A new movie about racism, timed to open on the anniversary weekend of last year’s deadly white nationalist march in Charlottesville, Virginia, has been prefaced with a disclaimer in the college town where the march took place.
A sign posted at the Alamo Drafthouse in Charlottesville on Friday, the day of the movie’s opening, said “The final minutes of ‘BlacKkKlansman’ feature a powerful epilogue that could be disturbing or difficult to watch for many viewers in Charlottesville.”
The film includes footage from last year’s attack in Charlottesville when a vehicle drove into a group of counter-protesters on foot, throwing people into the air. One woman died in the attack and several more were seriously injured.
Filmmaker Spike Lee, whose career include a number of films that make pointed statements about race relations, has said he specifically planned to release his latest film on the Charlottesville anniversary.
An actor in the film, Topher Grace, said the first time he saw the film, at the Cannes Film Festival earlier this year, the Charlottesville footage came as a surprise.
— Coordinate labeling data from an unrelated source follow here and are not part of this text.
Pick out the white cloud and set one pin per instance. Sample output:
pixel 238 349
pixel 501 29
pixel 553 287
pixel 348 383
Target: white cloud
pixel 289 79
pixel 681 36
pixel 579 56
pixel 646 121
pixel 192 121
He told industry publication The Hollywood Reporter Friday, “I think the audience didn’t know at first that it was real-life footage and there was this kind of gasp.”
Actor John David Washington, 34, who plays an African-American man whose character infiltrates the white supremacist group the Ku Klux Klan, told The Hollywood Reporter that he questioned his mother about the current racial climate, compared to the height of the U.S. civil rights movement in the 1960s and early 1970s.
“I asked, ‘Do you think the times are worse then or now?” he said. “And she said, ‘Now.’”
BlacKkKlansman, which won the Grand Prix at Cannes, earned $3.6 million on its opening day Friday.